Vedendo che aveva preso ad ignorarmi, ritornai verso casa riflettendo sulle sue parole. Fatte alcune centinaia di metri arrivai nei pressi della chiesa. Vidi che era aperta ed entrai, andandomi a sedere su una panca in fondo all’unica navata. Era un luogo tranquillo, piacevole, l’odore d’incenso si confondeva con la gradevola frescura data dai muri spessi e dall’altezza del soffitto. Estrassi di tasca il mio taccuino e una penna e pensai al mio amore lontano, ai suoi occhi, alle sue mani, al suo gemere quando facevamo l’amore. Non riuscii a scrivere nulla, la pagina rimase bianca, eppure nella mente avevo tutto quello che avrei voluto dire, con estrema chiarezza, solo che non riuscivo a metterlo giù. Forse non era il momento, forse non bastava vedere le cose con la mente, bisognava anche entrare in sintonia con esse, soffrirle. Forse questa era la punizione, il contrappasso per aver desiderato qualcosa che non potevo avere.
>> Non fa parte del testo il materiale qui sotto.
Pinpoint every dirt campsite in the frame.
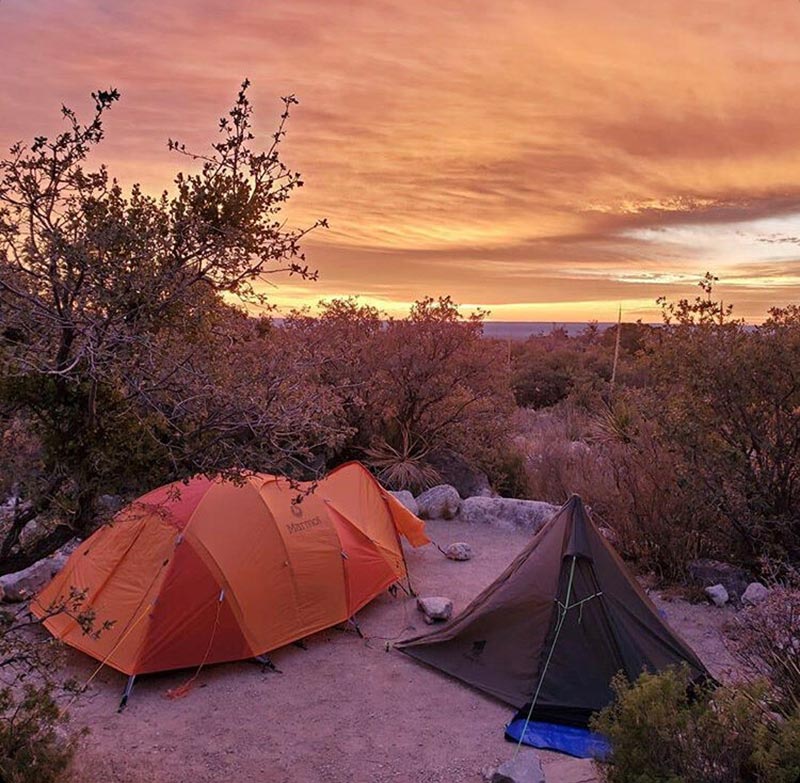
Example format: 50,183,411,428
57,519,735,783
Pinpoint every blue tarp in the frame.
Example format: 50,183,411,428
506,718,611,761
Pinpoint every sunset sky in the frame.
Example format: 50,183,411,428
0,0,800,321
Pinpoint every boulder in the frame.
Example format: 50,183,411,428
705,585,730,606
483,748,544,783
597,527,619,546
427,449,492,498
689,559,753,602
742,582,770,606
417,595,453,625
95,495,125,520
458,497,559,532
444,541,473,560
0,542,77,603
417,484,461,519
389,489,419,517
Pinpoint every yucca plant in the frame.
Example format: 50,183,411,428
364,427,441,493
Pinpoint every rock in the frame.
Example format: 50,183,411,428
444,541,473,560
597,527,619,545
489,748,544,783
0,541,77,603
742,582,770,606
458,498,559,532
427,449,492,498
689,559,753,602
705,585,730,606
417,595,453,625
95,495,125,521
389,489,419,517
417,484,461,519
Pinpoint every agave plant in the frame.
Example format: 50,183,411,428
364,427,441,493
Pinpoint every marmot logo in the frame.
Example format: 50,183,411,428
286,517,322,533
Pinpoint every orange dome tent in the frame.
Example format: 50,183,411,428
31,463,428,700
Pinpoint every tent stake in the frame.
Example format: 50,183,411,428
117,674,136,712
252,655,283,674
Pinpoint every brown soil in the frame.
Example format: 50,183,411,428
68,521,733,783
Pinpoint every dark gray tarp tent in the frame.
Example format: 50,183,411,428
396,495,707,726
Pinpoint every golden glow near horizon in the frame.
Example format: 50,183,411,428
0,0,800,321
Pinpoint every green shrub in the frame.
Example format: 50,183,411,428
0,684,77,783
592,670,800,783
Chiusi il taccuino, lo rimisi in tasca e tornai a casa. La sera non mi misi neanche al computer, presi un libro a caso dalla libreria, vidi che era un romanzo di Dostoevskij, lo soppesai e lo riposi, poi andai a cercare il mio libro-rifugio per i momenti di crisi, Il lupo della steppa di Hesse, la mia copertina di Linus, come le avevo detto per scherzo una volta – Dio mio, lo avevo detto a lei! – e lessi finché non mi addormentai sul divano.

Rumore di porta che si apre, è mia moglie che torna dopo aver finito la telefonata. Si lascia andare sulla sedia, versa nella teiera l’acqua calda che ho provveduto a sostituire e altre bustine di the.
«Era Mirella» dice «che noia!».
E allora perché ci sei stata mezz’ora? Penso, ma non dico niente.
Mangiamo in silenzio, poi lei si ricorda:
«Mi stati raccontando qualcosa?» mi chiede.
Alzo le spalle.
«Niente, era solo una cosa a cui avevo pensato».
Lei immerge un biscotto.
«Riguardava me?».
Mi prendo un attimo di tempo inzuppando anche io un frollino nel the.
«No» rispondo poi.
Proprio no! penso.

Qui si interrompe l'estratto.